Elettra Lamborghini registra il marchio “Festini Bilaterali” dopo Sanremo: vuole trasformarlo in un brand

Le notti insonni di Elettra Lamborghini diventano un marchio. Tre giorni dopo la fine del Festival di Sanremo 2026, la cantante ha presentato la domanda di registrazione per il marchio "Festini bilaterali". È stata la stessa artista a coniare il termine durante la 76esima, per lamentarsi di tutte quelle "festini abusivo" che non l'hanno fatta dormire. Un vero e proprio tormentone social che presto potrebbe indicare anche diversi prodotti e servizi, da cosmetici a capi di abbigliamento, dalla musica all'organizzazione di eventi di intrattenimento.
Secondo i documenti presentati all'Ufficio italiano brevetti e marchi, l'interprete di Voilà ha depositato la domanda di registrazione all'Ufficio italiano brevetti il 3 marzo 2026, tre giorni dopo la fine del Festival di Sanremo 2026. L'espressione "festini bilaterali" potrebbe presto diventare un marchio commerciale per diversi tipi di prodotti, come profumi, eventi, gadget e magari- non è da escludersi- anche feste. L'espressione è nata sul palco dell'Ariston quando Lamborghini si è lamentata con Laura Pausini e Carlo Conti dei "festaioli di Sanremo" che organizzano party fino a tarda notte e non le permettevano di dormire tranquilla. "Se non smettono vado giù con il megafono", aveva minacciato. La frase era diventata in breve un tormentone e la stessa cantante ne aveva più volte parlato, arrivando addirittura ad andare a dormire a Montecarlo nella speranza di trovare un po' di pace (senza riuscirci).

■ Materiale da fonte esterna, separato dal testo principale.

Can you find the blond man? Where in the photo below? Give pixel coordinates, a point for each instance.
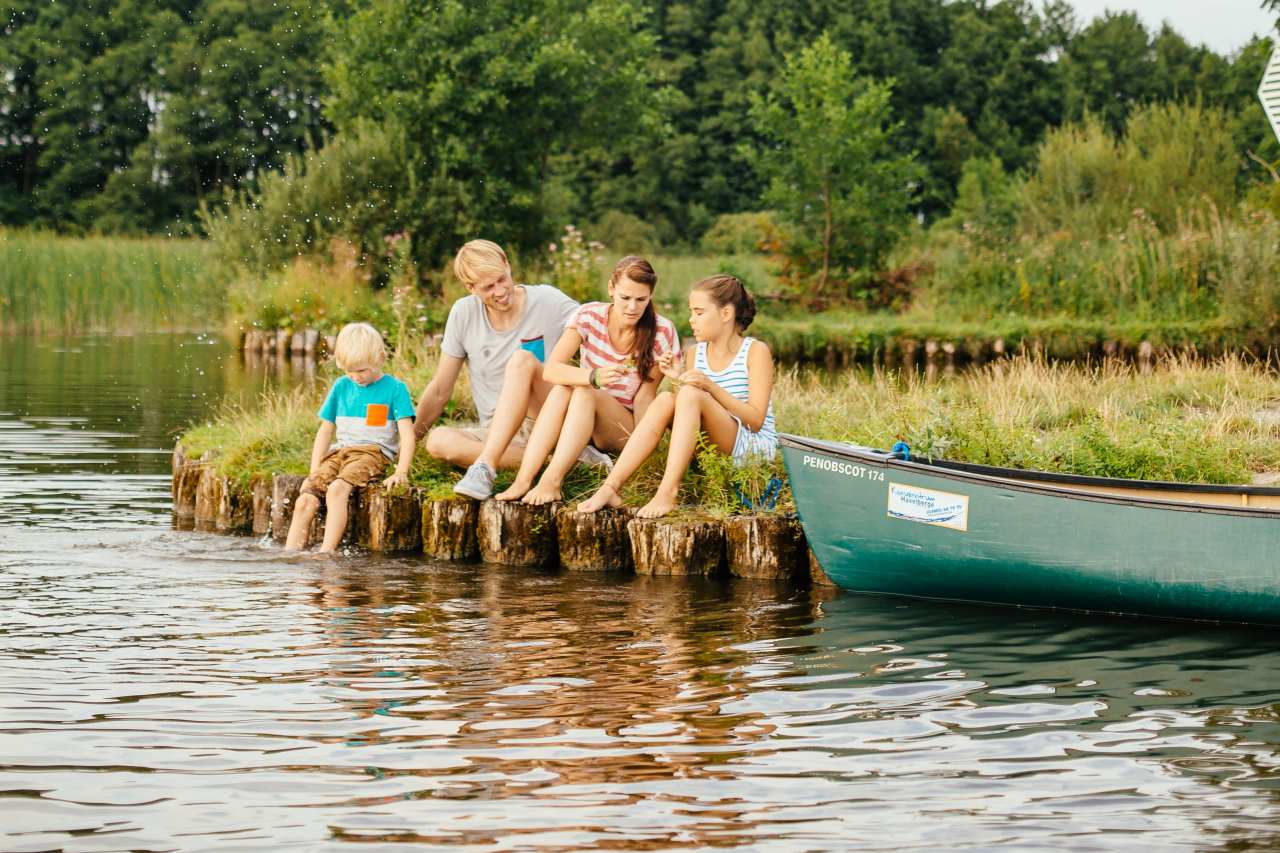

Elettra Lamborghini non è il primo personaggio noto a decidere di trasformare un tormentone in marchio registrato. La scorsa estate anche Raoul Bova aveva fatto lo stesso, presentando due domande di registrazione dell'espressione "occhi spaccanti". La frase era contenuta nei vocali che l'attore avrebbe mandato a Martina Ceretti, sua presunta amante, diffusi da Fabrizio Corona. L'attore avrebbe depositato il marchio sia di "occhi spaccanti" che di "Buongiorno essere speciale, dal sorriso meraviglioso e dagli occhi spaccanti". L'avvocata Michela Carlo aveva spiegato che l'intento di Bova era quello di "far cessare la diffusione dei video" che lo riguardavano.
Più di recente, sempre collegato al Festival di Sanremo, c'è stato invece il "caso Sal Da Vinci". Dopo la vittoria del cantante con il brano Per Sempre sì, qualcuno ha presentato la domanda di registrazione del marchio, come si legge sul sito del Ministero del Made in Italy. Non è stato però il diretto interessato, che non ne era in alcun modo a conoscenza.